L'Open Science (in italiano scienza aperta) è un movimento culturale teso a rendere aperto ogni passo della ricerca scientifica. Per Open Science si intende anche la diffusione dei dati raccolti e dei risultati delle ricerche scientifiche in modo che siano accessibili a ogni livello di studio, dai semplici cittadini o scienziati amatoriali fino ai professionisti del settore.

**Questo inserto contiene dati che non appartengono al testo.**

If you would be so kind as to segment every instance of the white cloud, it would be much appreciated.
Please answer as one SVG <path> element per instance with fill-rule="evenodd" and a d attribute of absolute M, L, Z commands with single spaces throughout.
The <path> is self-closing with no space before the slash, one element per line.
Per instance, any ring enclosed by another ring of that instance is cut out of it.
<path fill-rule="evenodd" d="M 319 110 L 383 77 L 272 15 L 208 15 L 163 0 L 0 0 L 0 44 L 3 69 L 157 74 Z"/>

Open Science è un "termine ombrello" che comprende concetti quali l'apertura dei dati (Open Data), dei testi degli articoli scientifici (Open Access), del materiale didattico (Open Educational Resources), l'uso di metodologie aperte durante l'intero ciclo della ricerca (Open Methodology), quali ad esempio l'uso degli Open Notebook, l'uso di software aperto (Open Source), l'adozione di pratiche aperte anche nella revisione paritaria, utile a verificare la qualità dei lavori scientifici (Open Peer review). Fa parte della Open Science anche il concetto parallelo di Citizen Science, la scienza dei cittadini, intesa sia come divulgazione che come partecipazione attiva dei cittadini alla raccolta dei dati.

Il progetto europeo Facilitate Open Science Training for European Research (FOSTER)[1] ha proposto una tassonomia molto articolata[2] per mappare i campi della Open Science e dar conto della sua complessità.

Bianca Kramer e Jeroen Bosman, dell'Università di Utrecht, hanno creato un Arcobaleno delle pratiche Open Science per mostrare come sia possibile rendere aperto ogni passo della ricerca usando gli strumenti adatti[3].

L'open science nacque nel XVII secolo con l'avvento delle pubblicazioni accademiche, quando la domanda sociale di accesso alle conoscenze scientifiche arrivò al punto in cui per i vari gruppi di studiosi si rese necessario condividere le proprie conoscenze gli uni con gli altri, in modo da favorire collaborazioni fra di loro per svolgere un lavoro più proficuo. Attualmente il dibattito coinvolge la misura in cui le informazioni scientifiche dovrebbero essere condivise[4]. Il punto di scontro è tra il desiderio degli scienziati di avere accesso a risorse condivise da un lato e dall'altro la volontà dei singoli enti che posseggono tali risorse di trarne profitto quando altri enti o individui hanno la necessità di accedervi[5].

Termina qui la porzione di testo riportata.